If one bears in mind that long-term vision, answers to the 2022 World Cup’s most pressing questions quickly take on a new perspective.

 

When will the tournament take place?

This question has, of course, already been answered, with FIFA confirming that the tournament will run from November 21 to December 18, 2022. FIFA had in March 2015 approved the date change to the Qatari winter to avoid the blistering summer heat of June/July.

The English football community, which had previously protested the summer schedule, did not react well to the winter switch either. A statement from the English Premier League read: “The 2022 World Cup was bid for and awarded to Qatar as a summer tournament. The prospect of a winter World Cup is neither workable nor desirable for European domestic football.” A winter tournament would, in fact, disrupt as many as 700 domestic league programmes.

But the move from summer to winter was inevitable – if only for the sake of player comfort. The 1934 World Cup final between Italy and then Czechoslovakia took place in the middle of an Italian summer heat wave, with temperatures in Rome’s Stadio Nazionale bubbling over 40 degrees. The 2014 World Cup in sweltering Brazil saw the introduction of mid-game water breaks. And in 1994, many of the games were scheduled around high noon US time, in order to accommodate the European television market. As a result, the players struggled in temperatures regularly exceeding 35 degrees – with the low point being the ridiculous sight of Irish midfielder Ray Houghton scampering down the wing against Norway in New York’s mid-day heat, holding a little plastic packet of cold water. Houghton was yellow carded.

 

Will the stadiums all be ready?

By 2022? Certainly. At least, that is according to the local organising committee, the Supreme Committee for Delivery and Legacy, whose assistant secretary general Nasser Al Khater told a media briefing in October that everything was on track. “Our progress is very, very good,” he said. “I think we are happy with where we are now, and I believe we are on schedule to have all of our stadiums completed by the year 2020. Seven years out from the tournament, I’m very comfortable to say we are in a very, very good place.”
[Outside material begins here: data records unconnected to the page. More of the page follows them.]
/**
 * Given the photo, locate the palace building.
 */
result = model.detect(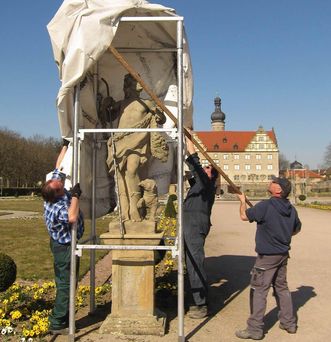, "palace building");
[194,97,279,195]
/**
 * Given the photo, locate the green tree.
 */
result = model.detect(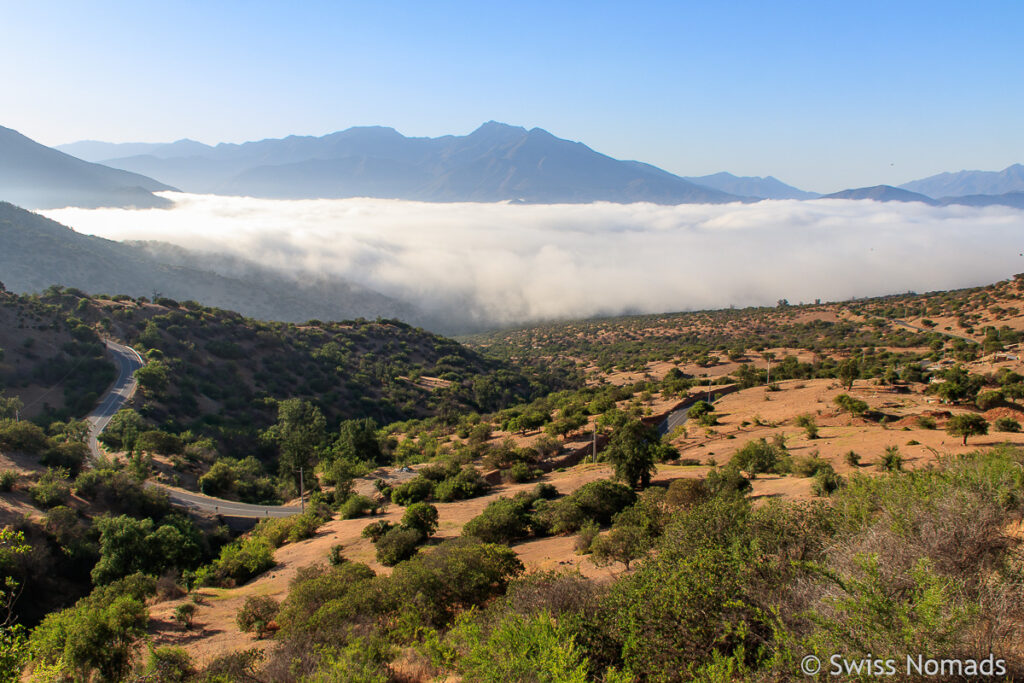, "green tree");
[263,398,327,484]
[604,420,671,488]
[946,413,988,445]
[836,358,860,391]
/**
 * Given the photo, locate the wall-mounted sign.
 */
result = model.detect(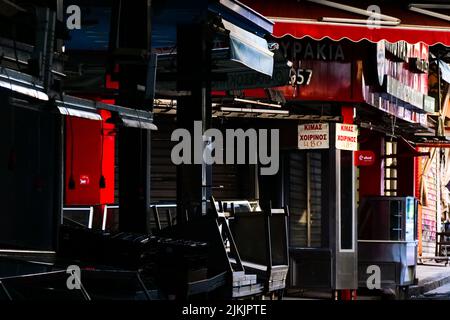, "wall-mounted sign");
[423,95,436,113]
[278,40,346,61]
[355,150,375,167]
[298,123,330,149]
[336,123,358,151]
[377,41,386,86]
[289,67,313,87]
[80,174,90,186]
So far, six locations have been officially announced as World Cup venues, but designs have only been released for five. Work is already under way on the venues in Al Wakrah, Al Khor and Education City, while Al Rayyan is being completely rebuilt. Al Khater expects Khalifa International Stadium to be ready first, in early 2017.

The 2022 World Cup bid was made on the basis of 12 venues, but that number is expected to come down, ending closer to FIFA’s minimum requirement of eight venues to be used to host the tournament’s 64 matches. At least one high-profile European football figure is looking forward to a more compact, intimate tournament. Speaking recently, at October’s Aspire Academy Global Summit on Football Performance and Science in Berlin, Thomas Tuchel, manager of German giants Borussia Dortmund, said, “It will be a completely new feeling for a World Cup to have so many stadiums in such a small space in Qatar, so it will be I think a big advantage for the spectators.”

 

Will the Qatar national team be competitive?
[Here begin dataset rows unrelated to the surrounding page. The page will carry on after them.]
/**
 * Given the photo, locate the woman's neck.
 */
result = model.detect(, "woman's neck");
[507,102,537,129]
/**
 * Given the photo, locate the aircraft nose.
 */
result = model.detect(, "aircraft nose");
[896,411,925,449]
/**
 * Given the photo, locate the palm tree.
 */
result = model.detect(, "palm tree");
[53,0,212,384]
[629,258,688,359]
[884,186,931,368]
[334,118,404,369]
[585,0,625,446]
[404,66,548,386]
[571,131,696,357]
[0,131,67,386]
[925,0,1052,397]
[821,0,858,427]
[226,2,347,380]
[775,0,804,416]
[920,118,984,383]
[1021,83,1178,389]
A successful tournament depends, to at least some extent, on a successful performance by the host nation. Indeed, no host nation had ever failed to progress past the first round of FIFA World Cup until South Africa failed to do so in 2010. The Qatari national team has never qualified for a FIFA World Cup – and, despite heavy investment in the state-of-the-art Aspire Academy, recent on-field success has been limited. Ranked 54th in the world in 1993, Al-Annabi (The Maroon) are currently ranked 109th.
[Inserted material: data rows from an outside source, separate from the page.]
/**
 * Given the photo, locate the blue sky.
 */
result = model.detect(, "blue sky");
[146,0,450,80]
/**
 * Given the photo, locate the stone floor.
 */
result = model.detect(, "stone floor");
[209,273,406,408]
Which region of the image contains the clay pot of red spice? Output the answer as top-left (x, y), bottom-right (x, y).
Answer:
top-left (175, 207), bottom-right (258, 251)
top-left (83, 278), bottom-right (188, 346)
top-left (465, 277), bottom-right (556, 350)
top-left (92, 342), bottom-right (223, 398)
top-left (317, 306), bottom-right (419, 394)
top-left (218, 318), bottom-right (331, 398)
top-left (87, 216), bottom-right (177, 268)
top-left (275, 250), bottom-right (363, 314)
But, by 2022, none of that will really matter, will it? As Tuchel added, “Through this extraordinary concept [at Aspire], they will have a competitive team which may not win the title, but will be capable of causing some surprises at the World Cup. There are still seven years to go and I think those responsible in Qatar know exactly which players from the youth teams will be playing in 2022. Such a focus on the national team can be an advantage.”

“The Qataris are not top performers by any stretch of the imagination,” analyst Dorsey tells The Edge. “And although you have soccer powerhouses in the region – Iraq, Saudi Arabia, Iran, Egypt – those countries have a much larger population pool to draw from. Qatar is not a large country, and the citizenry are 12 percent of the population. But they are grooming, worldwide, a next generation of players…It’s a large investment, and these are kids of 13 that they’re grooming – which is also part of the logic behind the Belgian club that they bought.”

Indeed, in addition to its high-profile acquisition of French giants Paris Saint-Germain FC, the Qatar Investment Authority also owns Belgian Second Division side KAS Eupen: an ideal nursery for developing young talent in the highly competitive European environment.

 

Will the tournament go ahead?

This is the million-dollar question…or, in fact, the USD200 billion (QAR728 billion) question. According to a study by the Saudi Arabian bank Samba, Qatar will award new infrastructure contracts worth USD30 billion (QAR109 billion) in 2016 as part of the overall World Cup construction project, with a total of USD135 billion (QAR491 billion) expected to be ultimately  awarded across Qatar over the next five years, bringing the overall investment to around that USD200 billion mark.

A brief background: the 2018 and 2022 World Cup bids, won by Russia and Qatar respectively, were mired in controversy from the start. No sooner had FIFA president Sepp Blatter pulled Russia’s and Qatar’s names out of their envelopes, than accusations of bribery and corruption began surfacing. Blatter is currently under investigation by Swiss prosecutors, along with Michel Platini, the European soccer chief who stands accused of receiving a “disloyal payment” of CHF2 million (QAR7.6 million) from Blatter. Both Blatter and Platini were vocal supporters of Qatar’s World Cup bid. FIFA are also currently under investigation by the US Federal Bureau of Investigation (FBI).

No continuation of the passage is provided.